The district also defies the national stereotype of the reliably liberal, deep-blue university district, with a rotating cast of Democrats and Republicans representing it over the years — oftentimes ones who have gone on to high-ranking positions throughout state government. North Dakota Attorney General Wayne Stenehjem, a Republican, represented the district when he was in the Legislature. Former Democratic Rep. Kylie Oversen, chairwoman of the state Democratic-NPL, served District 42 until she lost her-re-election bid in a surprise upset in 2016. Likewise for former Democratic state Sen. Mac Schneider, who was the Senate minority leader when he lost his re-election fight the same year.

“Really, in a lot of cases, it’s about turnout. Who’s excited about voting? Who’s going to show up at the polls?” Schneider said. “In 2008, with Barack Obama at the top of the ticket, it’s like running with a 50 miles-per-hour wind at your back. In 2016, with Hillary Clinton, it’s like running with a hurricane blowing in your face.”

The district, indeed, can be fickle. Though voters gave Schneider and Oversen the boot when they ran for the state Legislature in 2016, it supported both of them in higher statewide races in 2018, when they ran for Congress and tax commissioner, respectively. And as all three District 42 spots now are held by Republicans, voters in the district supported Democratic Sen. Heidi Heitkamp in her failed U.S. Senate re-election bid last year against GOP challenger Kevin Cramer.

The demographics of the district skew young. Kreun said the average age of the district is in the low 20s, and its shape — running a relatively narrow strip from North 55th Street to North 16th Street in Grand Forks — includes much of the UND campus as well as neighborhoods to the east and businesses along Gateway Drive.

“Honestly, District 42 is so unique. We have so many dynamics for our district. We have a lot of individuals from both sides of the aisle,” O’Brien said, pointing out the range of students, businesses and full-time residents.

As in nearly every district in North Dakota, there are so few residents per politician — relative to other states — that voters can develop a more intimate relationship with their representatives. O’Brien recalls spending three hours speaking with an elderly woman during her campaign.

And campaigning in a university district can indeed be an unorthodox experience. Schneider recalls, at one point, coming upon a group of kids beating an old pickup truck with an ax. They offered him a few swipes, and, with permission, he obliged, taking advantage of the chance to meet some voters and get “a few whacks” at the truck.

“I had a rule — anytime I’d knock on a door and somebody would offer me a beer, I was just duty-bound to say yes,” he said. “Inevitably that would happen several times during the course of a campaign, and inevitably with students.”

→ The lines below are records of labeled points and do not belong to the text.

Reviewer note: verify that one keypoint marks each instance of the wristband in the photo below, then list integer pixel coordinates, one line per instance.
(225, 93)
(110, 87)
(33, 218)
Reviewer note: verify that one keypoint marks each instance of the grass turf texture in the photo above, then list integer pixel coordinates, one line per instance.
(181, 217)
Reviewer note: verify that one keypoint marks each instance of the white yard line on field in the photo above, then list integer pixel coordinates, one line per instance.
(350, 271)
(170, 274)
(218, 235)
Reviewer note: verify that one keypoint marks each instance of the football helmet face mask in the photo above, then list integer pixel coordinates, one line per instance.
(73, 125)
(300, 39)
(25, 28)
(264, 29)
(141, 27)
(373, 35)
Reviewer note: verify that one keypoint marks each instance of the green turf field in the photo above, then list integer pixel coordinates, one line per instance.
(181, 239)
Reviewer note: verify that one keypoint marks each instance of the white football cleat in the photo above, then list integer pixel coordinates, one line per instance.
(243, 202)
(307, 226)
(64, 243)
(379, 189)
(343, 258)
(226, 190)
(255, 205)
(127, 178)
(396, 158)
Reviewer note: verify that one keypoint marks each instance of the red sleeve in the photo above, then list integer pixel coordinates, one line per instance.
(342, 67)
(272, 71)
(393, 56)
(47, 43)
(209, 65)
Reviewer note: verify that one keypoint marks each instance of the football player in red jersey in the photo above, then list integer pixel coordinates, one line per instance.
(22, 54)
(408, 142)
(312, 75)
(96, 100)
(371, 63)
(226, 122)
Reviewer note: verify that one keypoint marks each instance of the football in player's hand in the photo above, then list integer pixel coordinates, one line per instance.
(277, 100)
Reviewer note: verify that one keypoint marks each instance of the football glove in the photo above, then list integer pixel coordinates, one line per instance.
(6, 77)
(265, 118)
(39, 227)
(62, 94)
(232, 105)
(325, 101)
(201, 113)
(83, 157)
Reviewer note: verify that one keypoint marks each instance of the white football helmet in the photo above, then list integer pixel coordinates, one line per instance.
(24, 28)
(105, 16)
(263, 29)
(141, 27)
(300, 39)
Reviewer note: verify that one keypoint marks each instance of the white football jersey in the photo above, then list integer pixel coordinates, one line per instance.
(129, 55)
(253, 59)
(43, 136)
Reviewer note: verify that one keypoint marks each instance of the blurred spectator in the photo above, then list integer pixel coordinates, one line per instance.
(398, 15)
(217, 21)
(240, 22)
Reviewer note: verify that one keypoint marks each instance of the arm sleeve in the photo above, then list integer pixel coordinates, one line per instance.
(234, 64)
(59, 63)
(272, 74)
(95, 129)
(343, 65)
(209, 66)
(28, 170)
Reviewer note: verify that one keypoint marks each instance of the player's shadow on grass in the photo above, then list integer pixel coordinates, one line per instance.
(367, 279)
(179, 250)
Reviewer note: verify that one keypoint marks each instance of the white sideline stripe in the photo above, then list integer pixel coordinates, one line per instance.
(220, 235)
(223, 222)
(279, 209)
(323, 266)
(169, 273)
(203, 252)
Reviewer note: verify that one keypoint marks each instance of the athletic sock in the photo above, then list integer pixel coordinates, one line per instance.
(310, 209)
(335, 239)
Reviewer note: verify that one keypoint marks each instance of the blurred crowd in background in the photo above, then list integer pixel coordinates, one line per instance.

But perhaps the greatest challenge — one for everyone — is the district’s residential turnover. Schneider pointed out that most UND students are only going to vote in a local, quadrennial election just once. That means aspiring legislators are making their pitch to a new batch of voters over and over again, every four years.

“We have this constant movement in and out of the district,” Jeffrey Powell, the District 42 Democratic-NPL chairman, said. (It is young (and) it is dynamic.”

But, as Kreun says, managing all those challenges can indeed be done — and he argues that the leadership in office right now is doing it well.

“It is fun, I won’t deny that,” he said. “I get a kick out of working with young kids. And I get to learn a lot, too.”

And it’s important work for all of them. As Cory points out, she’s particularly interested in university funding matters.

“Just being involved is what’s important to me,” she said.